Note: This step is often skipped or never mentioned. If you aren’t triaging your network following a compromise, you are playing whack-a-mole which makes it easy for attackers to stay in your network.
Step 3: Containment
Once validated and scoped, you’ll want to stem the bleeding and remove attacker access. If your triage process does not include Infocyte, you may want to start this earlier as step 2 for the first system you found. Most antivirus products will have a malware quarantine capability but this generally only works on defined malware and may not quarantine every stage in the attack (modern trojans are multi-staged and may be able to recover from a stage being mitigated or caught).
The important thing is to contain the infected hosts and, if possible, block access to any attacker network addresses on your gateway if applicable.
Step 4: Recovery
You want to get back to business as soon as possible. If one employee was affected, get them back working. If the entire network or domain controller got owned, you’ll probably need to rebuild the domain. Most organizations still implement wipe and reload procedures because software remediation is not foolproof.

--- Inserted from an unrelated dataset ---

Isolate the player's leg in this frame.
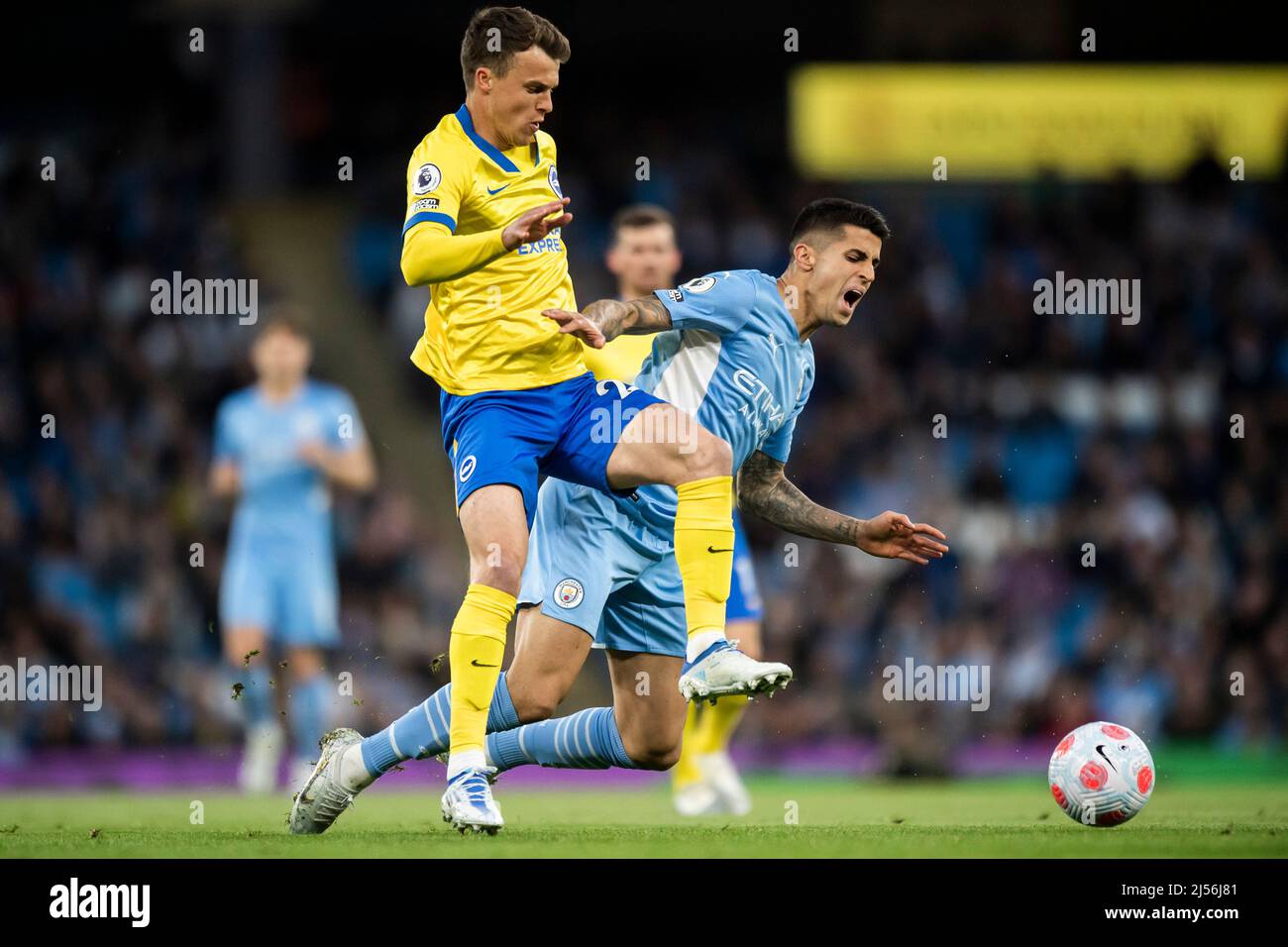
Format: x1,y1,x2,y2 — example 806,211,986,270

Step 5: Investigation (Optional)
Investigations determine the root cause and identify additional details if anything was stolen or affected. Unfortunately, investigations are expensive, time-consuming, and often require a very high level of skills. Nevertheless, you should inspect systems and gather various log sources to create a complete timeline of the attack. If you’re a small team with limited resources, carefully consider if this is an attack you need to investigate. In any case, you should finish your recovery as soon as possible and move on — there will be plenty more attacks in the future.
Note: Always recover and get back to business before you begin any lengthy investigation process.
Step 6: Hardening
Cyber security incident response investigations are helpful not just for the rare case that you find the attacker and are able to prosecute. They also provide an opportunity to discover how the attack occurred and harden your network against future security incidents.
Lessons learned from the incident can provide a foundation for developing additional defenses to help ensure better outcomes in the future. For instance, if email was the vector, you can probably justify phishing training for employees or an upgraded email filtering.
Finally, an often missed or forgotten task following an incident is revalidation or “certification.” Many organizations are hit multiple times following an incident because they failed to properly scope or the entry vector was still available for a repeat attack. Infocyte customers are recommended to perform the triage step again on their networks periodically (also called a compromise assessment) to ensure the network doesn’t have any lingering unauthorized access.